I'd very highly recommend this book for anyone thinking of taking on some kind of role in management, no matter at what level of business. Even if you don't agree with everything, Welch's frankness and wealth of experience provide some very stimulating material to pore over.
What makes this book unique is the breadth of topics discussed. It really serves as a primer for anyone looking to navigate his way through the corporate world. While it is hard to summarize the many learnings contained within this book, below are some excerpts which I found particularly profound:
-"When you are an individual contributor, you try to have all the answers. That's your job...When you are a leader, your job is to have all the questions."
-On Change " 1- Attach very change initiative to a clear purpose or goal.
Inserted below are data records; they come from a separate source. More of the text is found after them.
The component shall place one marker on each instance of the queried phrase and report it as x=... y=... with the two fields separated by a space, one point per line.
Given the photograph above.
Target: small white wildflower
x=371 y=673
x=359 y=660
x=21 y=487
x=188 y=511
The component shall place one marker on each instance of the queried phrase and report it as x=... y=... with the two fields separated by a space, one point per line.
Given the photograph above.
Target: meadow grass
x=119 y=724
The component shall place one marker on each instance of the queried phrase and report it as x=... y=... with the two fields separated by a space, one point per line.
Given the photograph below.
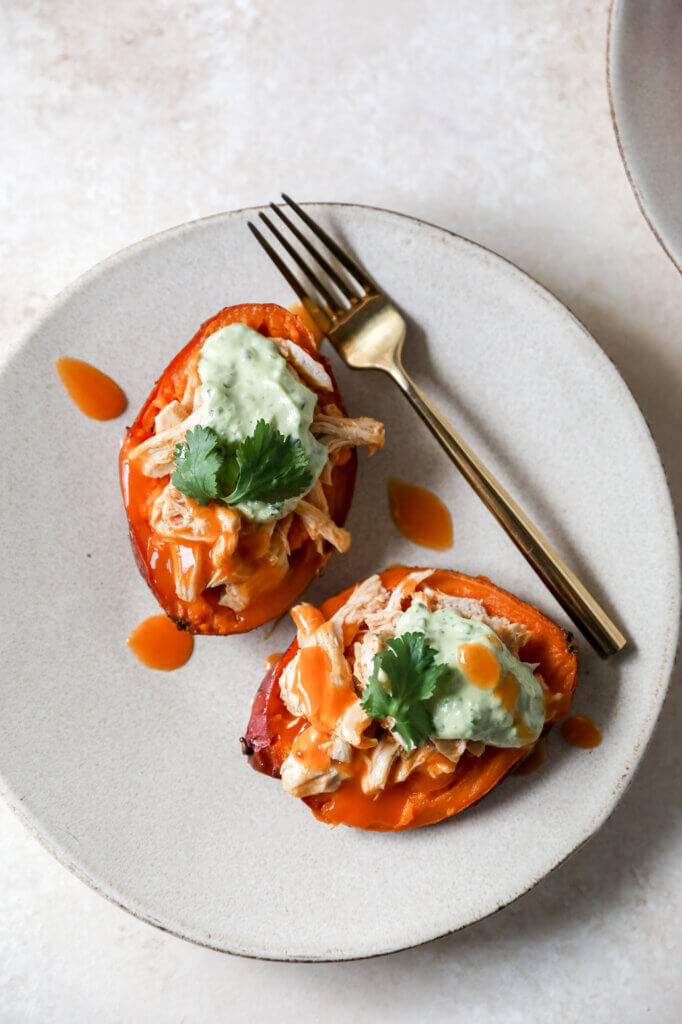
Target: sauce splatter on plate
x=581 y=731
x=92 y=391
x=420 y=515
x=158 y=643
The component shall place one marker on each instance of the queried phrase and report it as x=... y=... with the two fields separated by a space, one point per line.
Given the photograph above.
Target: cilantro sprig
x=265 y=467
x=409 y=664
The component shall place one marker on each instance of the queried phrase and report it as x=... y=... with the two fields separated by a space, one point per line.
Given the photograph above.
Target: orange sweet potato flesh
x=152 y=553
x=420 y=800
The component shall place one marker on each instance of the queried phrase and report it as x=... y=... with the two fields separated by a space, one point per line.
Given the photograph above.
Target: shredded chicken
x=300 y=779
x=384 y=620
x=336 y=431
x=321 y=526
x=188 y=566
x=156 y=454
x=513 y=635
x=366 y=621
x=329 y=637
x=175 y=517
x=215 y=531
x=379 y=762
x=311 y=372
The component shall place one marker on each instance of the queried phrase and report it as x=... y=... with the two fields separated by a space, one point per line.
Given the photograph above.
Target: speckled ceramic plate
x=134 y=779
x=645 y=82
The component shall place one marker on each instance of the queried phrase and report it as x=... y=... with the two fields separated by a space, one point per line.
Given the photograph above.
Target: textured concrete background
x=492 y=119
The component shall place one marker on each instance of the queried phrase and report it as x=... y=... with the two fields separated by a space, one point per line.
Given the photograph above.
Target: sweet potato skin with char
x=206 y=614
x=416 y=802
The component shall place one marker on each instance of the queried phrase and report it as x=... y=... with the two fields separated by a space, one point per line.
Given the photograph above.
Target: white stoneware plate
x=644 y=61
x=133 y=778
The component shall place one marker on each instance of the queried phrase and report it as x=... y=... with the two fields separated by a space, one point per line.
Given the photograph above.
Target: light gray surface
x=644 y=80
x=503 y=133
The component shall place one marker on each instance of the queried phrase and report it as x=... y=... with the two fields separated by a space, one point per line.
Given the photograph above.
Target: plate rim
x=665 y=672
x=630 y=175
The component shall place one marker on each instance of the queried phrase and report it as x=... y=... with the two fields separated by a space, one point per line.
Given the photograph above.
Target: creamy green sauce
x=461 y=711
x=245 y=379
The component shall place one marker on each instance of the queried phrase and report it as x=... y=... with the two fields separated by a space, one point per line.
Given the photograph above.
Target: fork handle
x=577 y=601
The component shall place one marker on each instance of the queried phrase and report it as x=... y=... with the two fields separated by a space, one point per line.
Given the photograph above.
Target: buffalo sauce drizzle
x=579 y=730
x=325 y=702
x=536 y=758
x=92 y=391
x=158 y=643
x=420 y=515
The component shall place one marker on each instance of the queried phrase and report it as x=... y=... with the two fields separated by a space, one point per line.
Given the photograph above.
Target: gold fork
x=369 y=333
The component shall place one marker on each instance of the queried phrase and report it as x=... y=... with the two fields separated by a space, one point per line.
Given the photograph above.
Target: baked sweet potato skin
x=206 y=615
x=418 y=801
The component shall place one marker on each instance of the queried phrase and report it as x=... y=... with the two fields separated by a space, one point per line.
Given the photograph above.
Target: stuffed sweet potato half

Change for change's sake is stupid and enervating. 2- Hire and promote only true believers and get-on-with-it types. 3- Ferret out and get rid of resisters, even if their performance is satisfactory. 4- Look at car wrecks."
-" The 4-E (And 1-P) Framework - The first E is positive energy. -The second E is the ability to energize others. - The third E is edge, the courage to make tough yes-or-no decisions. - Which leads us to the fourth E - execute - the ability to get the job done. - If a candidate has the four Es, then you look for that final P - passion.
Given the scope of the book, one can't expect that it covers each of the topics in depth. What it does though, is server as an eye openers on areas/aspects of one's career that were perhaps missed/over-looked.
If you had to read one book this year, I would recommend Winning!
Having been an employee at a F500 company, I found the way he thinks is consistent with upper management at most large corporations. For example, people who are enthusiastic and maybe drink the Kool Aid are the ones who get promoted.
It's also a good motivational book. He doesn't just talk about how the P.H.d's like himself get promoted, but how average Joe's can differentiate themselves.
Often times, like dealing with a bad boss, he tells the truth and bluntly tells you your options.
As with all books that give advice, what works for Jack might not work for you. But if you are looking to get "Corporation CEO 101", you could do worse than "Winning."